El origen de esa incapacidad de construir buen conocimiento radica, obviamente, en una falla central de la construcción de cultura. Cultura, no sobra aclarar siempre para quienes incluso han perdido el sentido del concepto, no es folclor o artesanía, sino el conjunto completo de ideas y prácticas con que un grupo humano interpreta y proyecta sus actividades cotidianas, con o sin ideas de trascendencia. Detrás de esa incapacidad, argumentaba con sentido común el maestro Angel Maya, estaba la educación, y en particular, la educación descontextualizada, es decir, ajena a las condiciones ambientales de su propia existencia.

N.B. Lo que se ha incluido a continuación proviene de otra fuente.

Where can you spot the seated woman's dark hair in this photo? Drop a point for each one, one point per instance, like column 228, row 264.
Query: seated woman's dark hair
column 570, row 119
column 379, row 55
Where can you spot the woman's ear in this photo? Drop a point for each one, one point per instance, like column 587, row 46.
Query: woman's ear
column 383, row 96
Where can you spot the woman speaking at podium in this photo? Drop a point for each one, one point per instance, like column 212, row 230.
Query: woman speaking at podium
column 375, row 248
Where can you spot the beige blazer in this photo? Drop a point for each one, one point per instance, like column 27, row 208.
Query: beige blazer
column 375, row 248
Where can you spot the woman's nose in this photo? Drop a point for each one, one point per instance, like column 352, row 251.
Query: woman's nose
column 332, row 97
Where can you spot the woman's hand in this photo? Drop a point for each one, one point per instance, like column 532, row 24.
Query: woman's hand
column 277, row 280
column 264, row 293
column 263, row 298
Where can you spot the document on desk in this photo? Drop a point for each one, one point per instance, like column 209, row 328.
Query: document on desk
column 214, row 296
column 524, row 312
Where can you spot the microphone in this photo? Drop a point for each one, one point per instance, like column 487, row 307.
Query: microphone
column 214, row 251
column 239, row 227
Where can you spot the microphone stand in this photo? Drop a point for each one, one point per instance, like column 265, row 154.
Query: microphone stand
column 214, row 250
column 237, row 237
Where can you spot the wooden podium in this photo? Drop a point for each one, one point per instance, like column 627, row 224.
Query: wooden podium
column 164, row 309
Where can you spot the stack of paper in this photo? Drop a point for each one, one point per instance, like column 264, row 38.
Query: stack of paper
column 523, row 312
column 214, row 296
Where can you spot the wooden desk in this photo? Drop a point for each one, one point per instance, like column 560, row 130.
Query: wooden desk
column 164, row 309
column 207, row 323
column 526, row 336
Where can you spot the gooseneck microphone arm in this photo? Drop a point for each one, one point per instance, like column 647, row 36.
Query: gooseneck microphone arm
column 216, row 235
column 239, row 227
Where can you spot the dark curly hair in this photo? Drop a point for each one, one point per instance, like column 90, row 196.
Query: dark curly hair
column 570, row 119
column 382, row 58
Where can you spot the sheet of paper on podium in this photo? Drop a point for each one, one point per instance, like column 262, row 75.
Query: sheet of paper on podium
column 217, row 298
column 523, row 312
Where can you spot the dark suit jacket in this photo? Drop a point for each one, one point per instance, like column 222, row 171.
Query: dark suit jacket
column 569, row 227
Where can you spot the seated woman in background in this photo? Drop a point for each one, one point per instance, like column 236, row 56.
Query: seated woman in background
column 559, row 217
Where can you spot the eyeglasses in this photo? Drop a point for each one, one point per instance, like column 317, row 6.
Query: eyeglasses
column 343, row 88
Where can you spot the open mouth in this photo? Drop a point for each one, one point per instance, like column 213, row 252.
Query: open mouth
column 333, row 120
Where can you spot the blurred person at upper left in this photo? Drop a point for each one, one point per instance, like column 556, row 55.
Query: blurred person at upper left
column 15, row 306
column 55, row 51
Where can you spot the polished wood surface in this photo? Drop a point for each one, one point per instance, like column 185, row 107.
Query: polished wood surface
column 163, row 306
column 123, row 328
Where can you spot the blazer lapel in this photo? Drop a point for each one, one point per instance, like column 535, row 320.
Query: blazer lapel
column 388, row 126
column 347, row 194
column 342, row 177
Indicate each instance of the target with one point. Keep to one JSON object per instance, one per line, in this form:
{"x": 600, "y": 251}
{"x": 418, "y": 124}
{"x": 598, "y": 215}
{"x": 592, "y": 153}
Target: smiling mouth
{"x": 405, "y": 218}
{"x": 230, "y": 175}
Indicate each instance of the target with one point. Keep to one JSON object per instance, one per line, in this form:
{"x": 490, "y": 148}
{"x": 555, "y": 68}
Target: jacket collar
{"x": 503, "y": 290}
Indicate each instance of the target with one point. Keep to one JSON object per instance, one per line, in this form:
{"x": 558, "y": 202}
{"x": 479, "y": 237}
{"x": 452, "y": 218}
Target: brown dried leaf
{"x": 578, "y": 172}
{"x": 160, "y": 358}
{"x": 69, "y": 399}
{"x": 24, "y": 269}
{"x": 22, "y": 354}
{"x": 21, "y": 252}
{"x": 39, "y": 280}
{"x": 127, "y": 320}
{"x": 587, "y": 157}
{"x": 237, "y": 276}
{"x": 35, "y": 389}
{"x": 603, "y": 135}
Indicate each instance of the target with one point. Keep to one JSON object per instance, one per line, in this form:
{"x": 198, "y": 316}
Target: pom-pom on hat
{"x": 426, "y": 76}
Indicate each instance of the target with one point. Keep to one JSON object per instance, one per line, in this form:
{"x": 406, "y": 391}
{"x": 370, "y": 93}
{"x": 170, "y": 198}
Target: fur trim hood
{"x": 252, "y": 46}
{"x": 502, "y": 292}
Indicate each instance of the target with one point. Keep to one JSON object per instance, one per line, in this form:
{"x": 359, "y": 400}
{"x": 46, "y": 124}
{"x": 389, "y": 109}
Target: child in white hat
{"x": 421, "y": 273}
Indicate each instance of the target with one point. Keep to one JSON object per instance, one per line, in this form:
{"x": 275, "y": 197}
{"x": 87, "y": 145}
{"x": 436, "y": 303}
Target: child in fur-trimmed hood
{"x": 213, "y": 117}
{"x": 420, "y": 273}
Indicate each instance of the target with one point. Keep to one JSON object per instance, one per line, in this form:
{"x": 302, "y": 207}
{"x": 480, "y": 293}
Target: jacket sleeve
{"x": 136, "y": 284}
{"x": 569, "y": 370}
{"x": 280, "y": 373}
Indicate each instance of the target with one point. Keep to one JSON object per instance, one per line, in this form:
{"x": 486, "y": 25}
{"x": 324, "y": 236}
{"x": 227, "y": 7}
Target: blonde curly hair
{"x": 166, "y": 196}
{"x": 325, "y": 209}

Todos tenemos que aprender matemáticas, pero la forma de cuantificar los fenómenos universales puede tomar formas muy distintas en la Sumeria del siglo -XX (cuatro mil años atrás), la Francia del XVIII o la Amazonia del XXI. El teorema de Pitágoras es uno, pero sus narrativas son múltiples, y ellas están ligadas al carácter de la tierra, la historia y la gente.

La razón por la cual la educación es generadora de autismo, en lugar de creatividad y conectividad, que son los factores obvios de construcción de inteligencia colectiva, tienen que ver con la competencia intra e intercultural: cada persona o grupo humano defiende, con razón estratégica, que su visión del mundo es la mejor y más conveniente, y busca exportarla, por las buenas o por las malas. Cuatro mil años de conflicto cultural y la incapacidad de Colombia para integrar un modelo de múltiples conocimientos, derivados a su vez de múltiples historias culturales indígenas, afrodescendientes, hispánicas o anglosajonas, árabes y orientales, entre muchas, es también la causa de la incapacidad de hacer gestión ambiental con criterios de pertinencia territorial y ajuste a la más básica de las realidades que tenemos: nuestra megabiodiversidad.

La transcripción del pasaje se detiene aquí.